This year, CppCon 2020 is going virtual. The dates are still the same – September 14-18 – and we are aiming for the CppCon live event to have pretty much everything you’re familiar with at CppCon except moved online: multiple tracks including “back to basics” and a new “embedded” track; live speaker Q&A; live talk time zones friendly to Americas and EMEA (and we’re going to try to arrange around-the-clock recorded repeats in all time zones, where speakers who are available can be available for live Q&A in their repeated talks too, and we’ll do that if it’s possible – but we’re still working on it!); virtual tables where you can interact face-to-face online with other attendees just like at the physical event; virtual exhibitor spaces where you can meet the folks on your favorite product’s teams to ask them question face-to-face; pre- and post-conference classes; and even the CppCon house band playing live before every plenary session. All talk recordings will be freely available as usual on YouTube a month or two after the event, but everything else above will be available only live during CppCon week.

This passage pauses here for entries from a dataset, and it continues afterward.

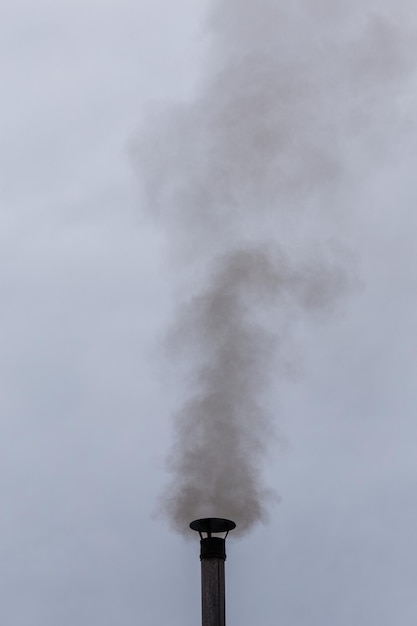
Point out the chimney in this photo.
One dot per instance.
(213, 532)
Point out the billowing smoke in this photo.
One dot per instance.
(254, 181)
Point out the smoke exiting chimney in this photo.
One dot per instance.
(256, 182)
(213, 532)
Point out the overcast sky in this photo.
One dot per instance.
(87, 394)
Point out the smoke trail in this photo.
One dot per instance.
(250, 180)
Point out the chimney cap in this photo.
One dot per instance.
(212, 525)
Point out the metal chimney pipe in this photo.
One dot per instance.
(213, 532)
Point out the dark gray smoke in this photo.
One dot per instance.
(251, 181)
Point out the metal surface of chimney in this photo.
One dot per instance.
(213, 532)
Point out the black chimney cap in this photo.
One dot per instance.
(211, 525)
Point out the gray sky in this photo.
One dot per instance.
(87, 395)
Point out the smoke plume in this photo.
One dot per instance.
(254, 181)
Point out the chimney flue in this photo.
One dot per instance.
(213, 532)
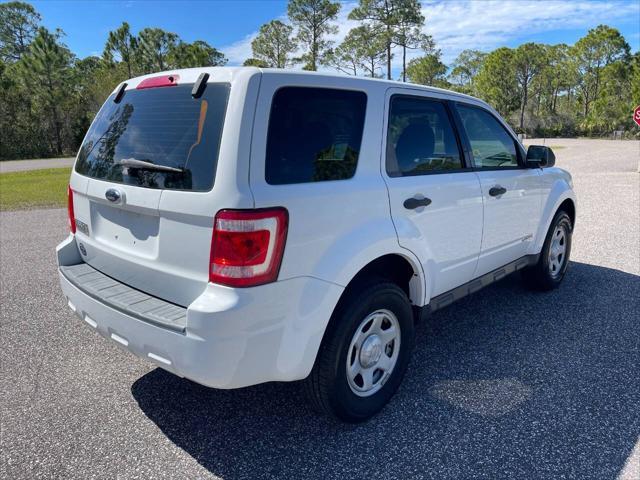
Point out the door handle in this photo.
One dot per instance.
(497, 190)
(413, 203)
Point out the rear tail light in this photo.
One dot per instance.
(72, 217)
(247, 246)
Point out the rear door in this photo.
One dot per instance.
(436, 201)
(511, 192)
(146, 214)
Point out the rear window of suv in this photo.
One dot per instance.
(314, 135)
(166, 127)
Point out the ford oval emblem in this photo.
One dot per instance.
(112, 195)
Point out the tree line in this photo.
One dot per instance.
(48, 96)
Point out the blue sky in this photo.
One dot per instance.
(230, 25)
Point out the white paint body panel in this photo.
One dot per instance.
(239, 337)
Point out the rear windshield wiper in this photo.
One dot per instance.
(132, 162)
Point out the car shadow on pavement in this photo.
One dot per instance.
(505, 383)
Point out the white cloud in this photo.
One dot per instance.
(239, 51)
(482, 24)
(485, 25)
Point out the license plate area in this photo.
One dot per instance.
(128, 231)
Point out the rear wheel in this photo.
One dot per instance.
(364, 354)
(554, 258)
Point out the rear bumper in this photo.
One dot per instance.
(233, 337)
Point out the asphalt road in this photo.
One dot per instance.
(23, 165)
(505, 384)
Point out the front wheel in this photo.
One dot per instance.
(554, 258)
(364, 354)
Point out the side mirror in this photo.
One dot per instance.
(539, 156)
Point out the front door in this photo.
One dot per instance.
(436, 201)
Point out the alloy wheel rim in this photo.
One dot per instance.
(557, 251)
(373, 353)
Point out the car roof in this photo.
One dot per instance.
(228, 74)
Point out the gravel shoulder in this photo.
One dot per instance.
(504, 384)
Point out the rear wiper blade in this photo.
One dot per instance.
(133, 162)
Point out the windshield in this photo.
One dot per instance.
(157, 138)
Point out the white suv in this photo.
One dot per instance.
(238, 225)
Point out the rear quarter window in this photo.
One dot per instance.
(314, 135)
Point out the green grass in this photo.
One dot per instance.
(34, 189)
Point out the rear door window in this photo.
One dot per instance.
(166, 127)
(420, 138)
(314, 135)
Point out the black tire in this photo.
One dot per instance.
(328, 388)
(543, 276)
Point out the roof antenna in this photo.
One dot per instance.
(120, 93)
(200, 85)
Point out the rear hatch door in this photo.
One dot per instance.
(145, 216)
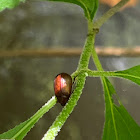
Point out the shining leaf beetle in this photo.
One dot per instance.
(63, 87)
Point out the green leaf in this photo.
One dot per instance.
(20, 131)
(9, 4)
(119, 125)
(89, 6)
(132, 74)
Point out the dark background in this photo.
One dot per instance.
(27, 83)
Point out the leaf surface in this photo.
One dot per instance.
(132, 74)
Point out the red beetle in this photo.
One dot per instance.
(63, 87)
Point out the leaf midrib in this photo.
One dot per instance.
(114, 123)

To whet your appetite for this year’s conference, here’s another of the top-rated talks from last year. Enjoy – and register today for CppCon 2020 – all the spirit and flavor of CppCon, this year all virtual and online!
by Kate Gregory
Summary of the talk:
C++ developers are famously bad at naming: our idioms, guidelines, and lore are rich in examples of terrible names. For example, consider RAII, which stands for scope bound resource management, or west const which perhaps should be const west, or all the samples that feature an object called x which is an instance of a class called X, and so on.

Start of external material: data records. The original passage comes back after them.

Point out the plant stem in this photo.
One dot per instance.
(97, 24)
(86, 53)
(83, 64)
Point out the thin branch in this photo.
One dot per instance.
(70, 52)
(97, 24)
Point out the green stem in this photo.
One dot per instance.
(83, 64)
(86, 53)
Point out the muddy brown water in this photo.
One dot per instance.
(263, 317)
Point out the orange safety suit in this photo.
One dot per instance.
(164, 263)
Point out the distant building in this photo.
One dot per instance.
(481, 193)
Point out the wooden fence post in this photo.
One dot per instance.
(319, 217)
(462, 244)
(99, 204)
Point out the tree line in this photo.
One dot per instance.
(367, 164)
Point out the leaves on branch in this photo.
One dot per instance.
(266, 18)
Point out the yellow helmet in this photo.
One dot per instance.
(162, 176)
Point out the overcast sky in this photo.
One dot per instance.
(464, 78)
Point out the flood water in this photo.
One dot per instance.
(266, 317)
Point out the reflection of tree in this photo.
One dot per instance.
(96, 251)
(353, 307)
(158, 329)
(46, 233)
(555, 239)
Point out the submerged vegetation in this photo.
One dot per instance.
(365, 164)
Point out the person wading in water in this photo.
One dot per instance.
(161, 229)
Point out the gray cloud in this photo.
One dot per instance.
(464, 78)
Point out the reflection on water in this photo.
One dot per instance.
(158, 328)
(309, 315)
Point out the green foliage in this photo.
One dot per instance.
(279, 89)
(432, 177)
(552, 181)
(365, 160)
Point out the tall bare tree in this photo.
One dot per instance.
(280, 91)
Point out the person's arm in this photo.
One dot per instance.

The good news is that naming well is a learned skill, and you can learn it, and start to name better right away. In this talk, I'll tell you why names matter, what benefits a good name can bring, and how to be better at naming. I'll discuss some categories of names and some common decisions within those categories. I'm not going to give you a set of rules to follow: this is about thinking and considering the meaning of the things you are naming. I will give you some questions to ask yourself and some structure that I use to help me to help those who read what I write.
I'll also address renaming things in existing (legacy) code, why and when to do it, and why getting it right the first time may not even be a realistic goal. You should be a lot more confident naming things after we spend this time together.